The network companies rely on the fact that most companies don’t have the labor or expertise to use white label solutions. But that doesn’t disprove the point. That proves the point that the state of hardware is “super cheap components provide all the switching and routing performance and memory needed for almost 99% of networking purposes.” Companies like Cisco are playing the Intel +25Mhz game. Supposedly disrupting companies do so at an awfully measured pace. And the network staff generally will open up to off brand switches but start to shy away at routing, especially edge routing.
As an industry, networking needs to be disrupted and it needs a severe model change. People involved in networking need to get on board, and those who don’t and insist on fighting for the status quo need to be left behind.
I don't think it's any defense - it's plain fact. You're going to have to interopate with other networks. BGP is the protocol franca for doing so (until another rolls along). You can draft a spec, or add capabilities to BGP, but at some point your network needs to speak the same language as others or it's just an island.
>There are BGP alternatives on deck. What we don’t need is high profile network engineers speaking out against them and in favor of the status quo. The truth is, networking is the one part of the industry that isn’t improving at the same pace as the rest. And all the improvements that are happening seem to be related to single links and switching, whereas the defense of networking dogma is related to routing. According to the holy bible of networking, switching is easy, routing is hard. Routers must be memory restricted with small memory footprints to artificially create SKUs. Routers must operate on multi-minute timers rather than seconds.

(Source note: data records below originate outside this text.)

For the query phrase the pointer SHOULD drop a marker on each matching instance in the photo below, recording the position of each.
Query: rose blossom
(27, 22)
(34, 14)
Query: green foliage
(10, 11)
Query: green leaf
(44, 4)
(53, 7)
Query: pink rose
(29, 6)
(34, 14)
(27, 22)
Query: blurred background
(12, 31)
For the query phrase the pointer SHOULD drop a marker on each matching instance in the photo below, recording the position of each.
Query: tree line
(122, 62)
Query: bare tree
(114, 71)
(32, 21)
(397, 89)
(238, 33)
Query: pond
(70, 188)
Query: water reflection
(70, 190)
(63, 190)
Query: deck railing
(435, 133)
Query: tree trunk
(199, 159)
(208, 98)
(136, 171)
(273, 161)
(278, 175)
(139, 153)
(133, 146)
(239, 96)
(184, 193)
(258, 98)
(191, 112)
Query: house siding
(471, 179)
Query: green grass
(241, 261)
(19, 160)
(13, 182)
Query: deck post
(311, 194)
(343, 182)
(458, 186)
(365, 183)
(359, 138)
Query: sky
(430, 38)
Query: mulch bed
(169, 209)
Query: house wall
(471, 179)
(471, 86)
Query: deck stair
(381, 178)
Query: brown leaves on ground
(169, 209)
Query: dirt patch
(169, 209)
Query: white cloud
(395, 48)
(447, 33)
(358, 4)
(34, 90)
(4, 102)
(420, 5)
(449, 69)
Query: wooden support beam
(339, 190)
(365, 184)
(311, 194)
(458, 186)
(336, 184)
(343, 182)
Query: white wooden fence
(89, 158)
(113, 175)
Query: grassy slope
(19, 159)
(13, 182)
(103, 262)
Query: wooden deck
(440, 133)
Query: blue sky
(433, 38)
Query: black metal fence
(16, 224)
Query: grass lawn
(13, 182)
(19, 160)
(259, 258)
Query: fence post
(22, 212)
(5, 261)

Building routing tables is an insanely intense and time consuming process. Blah blah blah.
I don't know where you're seeing this. The rage around Clos networks has sent everyone after small table SoC's. Any one operating at scale is running some form of commodity (aka, BRCM) chip as a router.
And when you get to routers, the Jericho (purchased by Broadcom, found in the Cisco NCS) or the Juniper Paradise (found in the PTX) are both capable of taking in internet routing tables using either HMC or off-chip memory in a pizza box form factor and in a fixed pipeline chip. Your statements aren't aligning with the reality of the platforms available today.
>Another smell that should make this obvious to everyone is that almost every major company has had high level engineers make some statement of how network companies are ripping you off, and explaining how they bought white box network solutions that route layer 3 at wire speed, converge rapidly, and have tons of memory.
This last part reads like the grass is always greener, and doesn't consider a lot of the hard work and time that goes into developing network hardware.
First, conflation: White box can entail NPUs or ASICs, which have different implications on FIB memory - the majority of these major company (read: FB, MSFT, GOOG, AMZN) use ASICs with some on-chip memory (in the dozens of MB at best). Convergence speed is primarily driven by the network operating system and it's protocol implementation (aka, something you need to write, or contract out to a vendor)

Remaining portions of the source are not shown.